Queequeg’s ancient spacecraft, the Dungboat 2, putted to a stop in the atmosphere of a M-class planetoid. The fuel canister was scraped clean: the Dungboat 2 settled down to wait with a sigh of relief.
Queequeg almost clicked his heels in happiness: he had been locked inside the Dungboat 2 for weeks, and although he enjoyed the robust aroma of putrefying manure, he welcomed a chance to stretch his legs a bit. Hopefully the planet was welcoming. The last planet that the Dungboat’s navigational system had okayed had a noxious acidic atmosphere that had scorched Quee’s feathers (leaving several bald spots) and giant leeches. The Dungboat was in the doghouse after that incident.
—
The planet was lovely. Quee made a mental note to reconnect the wires that he had passive-agressively disconnected from Dungboat 2 before he left.
The planet was so perfect, that Quee danced an avian jig of pure delight. The planet had everything. It had shiny rocks, simply precious flying duckbilled platipi, and – best of all, in Queequeg’s mind, free wood.
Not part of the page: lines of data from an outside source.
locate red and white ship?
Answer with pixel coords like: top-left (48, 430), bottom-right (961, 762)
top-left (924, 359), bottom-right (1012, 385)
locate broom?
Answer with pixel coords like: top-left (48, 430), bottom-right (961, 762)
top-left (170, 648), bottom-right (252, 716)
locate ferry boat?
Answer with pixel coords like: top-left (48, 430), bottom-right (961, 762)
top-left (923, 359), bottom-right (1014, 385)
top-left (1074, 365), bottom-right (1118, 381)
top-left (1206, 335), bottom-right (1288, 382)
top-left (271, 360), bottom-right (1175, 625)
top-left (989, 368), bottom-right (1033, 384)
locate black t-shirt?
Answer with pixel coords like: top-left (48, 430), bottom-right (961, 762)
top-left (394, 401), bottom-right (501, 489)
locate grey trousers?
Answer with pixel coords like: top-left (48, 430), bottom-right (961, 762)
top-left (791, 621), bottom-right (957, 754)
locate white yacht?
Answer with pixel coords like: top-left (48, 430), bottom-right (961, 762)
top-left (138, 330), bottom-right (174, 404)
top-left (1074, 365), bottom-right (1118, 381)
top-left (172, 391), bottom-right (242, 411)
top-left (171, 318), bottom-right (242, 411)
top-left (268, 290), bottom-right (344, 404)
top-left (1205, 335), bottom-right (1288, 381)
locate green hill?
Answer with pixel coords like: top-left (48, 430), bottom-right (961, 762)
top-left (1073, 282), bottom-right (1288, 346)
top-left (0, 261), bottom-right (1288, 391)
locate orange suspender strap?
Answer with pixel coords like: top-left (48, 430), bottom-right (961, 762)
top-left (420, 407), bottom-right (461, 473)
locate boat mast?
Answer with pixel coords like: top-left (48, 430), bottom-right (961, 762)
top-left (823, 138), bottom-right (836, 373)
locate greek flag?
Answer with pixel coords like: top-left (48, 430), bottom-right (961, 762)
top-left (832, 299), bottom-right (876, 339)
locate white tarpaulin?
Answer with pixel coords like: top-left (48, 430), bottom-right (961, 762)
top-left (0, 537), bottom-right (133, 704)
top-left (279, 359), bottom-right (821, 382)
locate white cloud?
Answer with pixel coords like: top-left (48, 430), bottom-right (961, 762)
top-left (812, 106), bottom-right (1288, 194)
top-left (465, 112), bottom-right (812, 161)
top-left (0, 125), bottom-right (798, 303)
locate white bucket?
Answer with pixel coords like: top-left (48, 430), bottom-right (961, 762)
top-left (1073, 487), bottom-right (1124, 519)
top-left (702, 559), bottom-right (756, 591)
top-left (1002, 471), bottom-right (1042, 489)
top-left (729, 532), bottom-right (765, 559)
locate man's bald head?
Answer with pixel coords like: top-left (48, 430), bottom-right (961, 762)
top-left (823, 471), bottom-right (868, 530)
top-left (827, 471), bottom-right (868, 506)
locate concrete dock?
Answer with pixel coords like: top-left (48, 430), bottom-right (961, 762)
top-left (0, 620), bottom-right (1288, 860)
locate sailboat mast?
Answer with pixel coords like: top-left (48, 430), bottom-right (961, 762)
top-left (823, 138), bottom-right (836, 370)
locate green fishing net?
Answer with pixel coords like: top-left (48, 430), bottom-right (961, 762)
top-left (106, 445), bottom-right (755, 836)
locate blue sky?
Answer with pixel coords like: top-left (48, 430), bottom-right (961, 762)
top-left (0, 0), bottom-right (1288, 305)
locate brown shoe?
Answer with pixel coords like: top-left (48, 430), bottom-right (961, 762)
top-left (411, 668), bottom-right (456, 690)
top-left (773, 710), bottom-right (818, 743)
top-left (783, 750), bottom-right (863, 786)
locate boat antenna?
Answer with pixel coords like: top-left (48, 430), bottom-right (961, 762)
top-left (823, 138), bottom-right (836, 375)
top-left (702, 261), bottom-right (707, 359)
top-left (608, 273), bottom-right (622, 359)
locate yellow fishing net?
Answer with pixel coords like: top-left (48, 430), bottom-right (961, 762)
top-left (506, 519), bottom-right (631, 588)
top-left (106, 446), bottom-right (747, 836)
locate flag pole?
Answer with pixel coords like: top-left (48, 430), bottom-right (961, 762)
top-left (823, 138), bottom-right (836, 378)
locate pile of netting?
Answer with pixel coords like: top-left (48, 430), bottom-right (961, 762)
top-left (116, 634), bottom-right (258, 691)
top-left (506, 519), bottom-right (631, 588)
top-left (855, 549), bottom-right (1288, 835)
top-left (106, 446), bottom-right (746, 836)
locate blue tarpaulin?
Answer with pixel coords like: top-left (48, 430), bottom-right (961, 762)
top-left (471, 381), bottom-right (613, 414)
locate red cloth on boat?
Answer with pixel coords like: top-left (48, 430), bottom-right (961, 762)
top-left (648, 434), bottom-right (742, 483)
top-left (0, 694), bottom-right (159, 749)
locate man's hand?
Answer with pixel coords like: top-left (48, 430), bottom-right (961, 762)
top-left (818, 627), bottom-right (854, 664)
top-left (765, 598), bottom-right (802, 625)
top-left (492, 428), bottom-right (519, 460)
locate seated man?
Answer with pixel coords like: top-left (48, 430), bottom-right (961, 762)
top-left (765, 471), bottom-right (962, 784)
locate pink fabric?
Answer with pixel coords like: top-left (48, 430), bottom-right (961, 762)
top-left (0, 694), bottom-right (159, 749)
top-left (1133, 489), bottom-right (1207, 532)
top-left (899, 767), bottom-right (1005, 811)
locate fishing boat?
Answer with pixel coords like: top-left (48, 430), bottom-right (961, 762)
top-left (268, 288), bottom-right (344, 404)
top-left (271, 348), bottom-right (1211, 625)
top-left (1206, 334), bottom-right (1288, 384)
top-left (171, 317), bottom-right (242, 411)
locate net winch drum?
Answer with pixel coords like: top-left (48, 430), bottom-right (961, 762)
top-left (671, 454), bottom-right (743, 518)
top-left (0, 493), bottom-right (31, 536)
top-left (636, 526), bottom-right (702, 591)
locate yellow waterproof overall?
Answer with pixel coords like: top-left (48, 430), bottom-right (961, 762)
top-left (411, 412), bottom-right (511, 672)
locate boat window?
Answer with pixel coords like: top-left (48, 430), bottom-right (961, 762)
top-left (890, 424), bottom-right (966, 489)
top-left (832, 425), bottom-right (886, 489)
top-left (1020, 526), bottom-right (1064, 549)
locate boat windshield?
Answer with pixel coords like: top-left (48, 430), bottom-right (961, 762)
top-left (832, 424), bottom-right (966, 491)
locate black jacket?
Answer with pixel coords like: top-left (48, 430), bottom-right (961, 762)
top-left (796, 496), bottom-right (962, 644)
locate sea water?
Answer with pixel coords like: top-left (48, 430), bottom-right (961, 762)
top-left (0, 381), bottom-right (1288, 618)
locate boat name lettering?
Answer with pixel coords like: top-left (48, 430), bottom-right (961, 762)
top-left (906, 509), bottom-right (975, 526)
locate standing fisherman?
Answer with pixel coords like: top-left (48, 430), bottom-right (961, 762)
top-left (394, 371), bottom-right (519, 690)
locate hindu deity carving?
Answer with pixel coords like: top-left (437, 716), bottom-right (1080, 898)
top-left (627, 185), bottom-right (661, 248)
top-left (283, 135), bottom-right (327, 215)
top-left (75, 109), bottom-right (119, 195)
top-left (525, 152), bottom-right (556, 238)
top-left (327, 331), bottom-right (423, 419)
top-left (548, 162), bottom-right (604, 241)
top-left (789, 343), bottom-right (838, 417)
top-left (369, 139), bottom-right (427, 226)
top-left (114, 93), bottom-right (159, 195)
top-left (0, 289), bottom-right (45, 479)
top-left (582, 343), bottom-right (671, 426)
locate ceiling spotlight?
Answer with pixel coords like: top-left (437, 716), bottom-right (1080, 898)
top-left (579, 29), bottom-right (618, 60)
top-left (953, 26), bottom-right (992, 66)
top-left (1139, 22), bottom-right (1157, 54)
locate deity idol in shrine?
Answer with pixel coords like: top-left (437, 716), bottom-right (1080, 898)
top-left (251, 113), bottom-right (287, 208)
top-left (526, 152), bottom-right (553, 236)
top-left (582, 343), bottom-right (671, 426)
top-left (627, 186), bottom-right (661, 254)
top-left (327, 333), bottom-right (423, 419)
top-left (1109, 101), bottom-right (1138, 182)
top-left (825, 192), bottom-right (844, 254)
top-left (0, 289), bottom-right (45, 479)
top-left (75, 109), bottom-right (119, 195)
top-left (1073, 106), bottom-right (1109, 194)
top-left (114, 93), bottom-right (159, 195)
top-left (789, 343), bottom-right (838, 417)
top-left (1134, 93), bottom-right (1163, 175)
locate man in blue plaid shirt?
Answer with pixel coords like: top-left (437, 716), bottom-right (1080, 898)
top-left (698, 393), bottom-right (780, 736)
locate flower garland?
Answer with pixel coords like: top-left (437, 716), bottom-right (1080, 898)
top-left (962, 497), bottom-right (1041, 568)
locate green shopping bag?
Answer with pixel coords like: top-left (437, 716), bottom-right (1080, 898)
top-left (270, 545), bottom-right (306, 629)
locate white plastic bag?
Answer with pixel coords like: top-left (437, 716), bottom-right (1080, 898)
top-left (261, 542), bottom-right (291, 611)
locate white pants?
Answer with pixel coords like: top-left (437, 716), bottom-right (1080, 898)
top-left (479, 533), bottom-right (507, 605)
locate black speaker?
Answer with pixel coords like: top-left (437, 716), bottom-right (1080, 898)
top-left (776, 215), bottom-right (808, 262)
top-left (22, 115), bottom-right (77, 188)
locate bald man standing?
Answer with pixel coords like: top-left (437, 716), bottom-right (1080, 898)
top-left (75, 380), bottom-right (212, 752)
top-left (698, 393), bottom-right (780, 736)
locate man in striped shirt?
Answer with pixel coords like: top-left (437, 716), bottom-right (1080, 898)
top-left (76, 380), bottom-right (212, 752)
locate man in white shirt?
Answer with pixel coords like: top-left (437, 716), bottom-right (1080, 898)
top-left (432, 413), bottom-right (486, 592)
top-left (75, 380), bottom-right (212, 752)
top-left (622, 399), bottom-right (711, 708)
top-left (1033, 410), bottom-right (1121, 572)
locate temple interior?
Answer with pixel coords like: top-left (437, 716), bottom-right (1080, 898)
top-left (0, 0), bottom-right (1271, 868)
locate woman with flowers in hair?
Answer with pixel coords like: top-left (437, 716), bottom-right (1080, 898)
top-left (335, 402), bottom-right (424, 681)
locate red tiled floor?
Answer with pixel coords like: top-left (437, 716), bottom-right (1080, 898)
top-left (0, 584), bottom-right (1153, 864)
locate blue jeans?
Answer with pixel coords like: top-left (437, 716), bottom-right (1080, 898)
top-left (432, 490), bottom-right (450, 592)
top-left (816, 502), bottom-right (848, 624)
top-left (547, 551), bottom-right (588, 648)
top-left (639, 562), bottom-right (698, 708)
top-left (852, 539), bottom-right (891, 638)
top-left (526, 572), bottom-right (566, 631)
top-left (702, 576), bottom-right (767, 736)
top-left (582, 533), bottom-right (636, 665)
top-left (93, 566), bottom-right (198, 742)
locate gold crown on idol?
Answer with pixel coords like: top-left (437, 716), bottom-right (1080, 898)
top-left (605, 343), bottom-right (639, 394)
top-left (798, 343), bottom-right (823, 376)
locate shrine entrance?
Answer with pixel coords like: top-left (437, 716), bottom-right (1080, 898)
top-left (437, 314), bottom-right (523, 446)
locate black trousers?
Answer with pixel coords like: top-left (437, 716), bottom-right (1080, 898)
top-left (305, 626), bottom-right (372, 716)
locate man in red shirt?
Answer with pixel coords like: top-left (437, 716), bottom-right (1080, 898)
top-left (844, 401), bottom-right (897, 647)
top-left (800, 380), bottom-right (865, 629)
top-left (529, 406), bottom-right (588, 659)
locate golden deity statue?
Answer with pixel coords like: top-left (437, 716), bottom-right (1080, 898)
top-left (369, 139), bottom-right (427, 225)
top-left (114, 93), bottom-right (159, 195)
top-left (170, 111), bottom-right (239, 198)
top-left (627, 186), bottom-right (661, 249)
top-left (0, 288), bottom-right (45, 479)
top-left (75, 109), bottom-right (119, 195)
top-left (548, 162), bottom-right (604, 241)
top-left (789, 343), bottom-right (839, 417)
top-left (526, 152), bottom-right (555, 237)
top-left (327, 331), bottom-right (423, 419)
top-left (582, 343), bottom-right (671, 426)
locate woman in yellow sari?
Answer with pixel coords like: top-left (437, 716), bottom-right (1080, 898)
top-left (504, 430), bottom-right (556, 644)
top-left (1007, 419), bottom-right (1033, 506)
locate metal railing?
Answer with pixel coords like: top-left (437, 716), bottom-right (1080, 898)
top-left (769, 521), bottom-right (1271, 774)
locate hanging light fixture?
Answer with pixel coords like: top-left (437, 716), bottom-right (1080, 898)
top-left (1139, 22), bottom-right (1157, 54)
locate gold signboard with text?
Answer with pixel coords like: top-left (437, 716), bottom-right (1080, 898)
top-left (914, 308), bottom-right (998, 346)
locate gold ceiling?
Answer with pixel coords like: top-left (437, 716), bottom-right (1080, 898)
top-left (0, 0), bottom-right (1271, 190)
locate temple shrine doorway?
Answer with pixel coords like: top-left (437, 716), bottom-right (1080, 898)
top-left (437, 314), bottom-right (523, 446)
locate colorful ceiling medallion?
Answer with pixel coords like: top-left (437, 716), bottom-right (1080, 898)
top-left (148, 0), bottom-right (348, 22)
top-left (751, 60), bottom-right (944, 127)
It was even better than manure.
Quee explored for a time, marveling at the wonders around him, and quietly blessing the Dungboat 2 (of course, he would never praise the Dungboat 2 to its face, lest it get a inflated ego. Quee was very careful to raise the Dungboat right). Quee also made an incredible discovery that was almost as exciting as his “free wood” revelation: the planet also contained free dirt , and lots of it.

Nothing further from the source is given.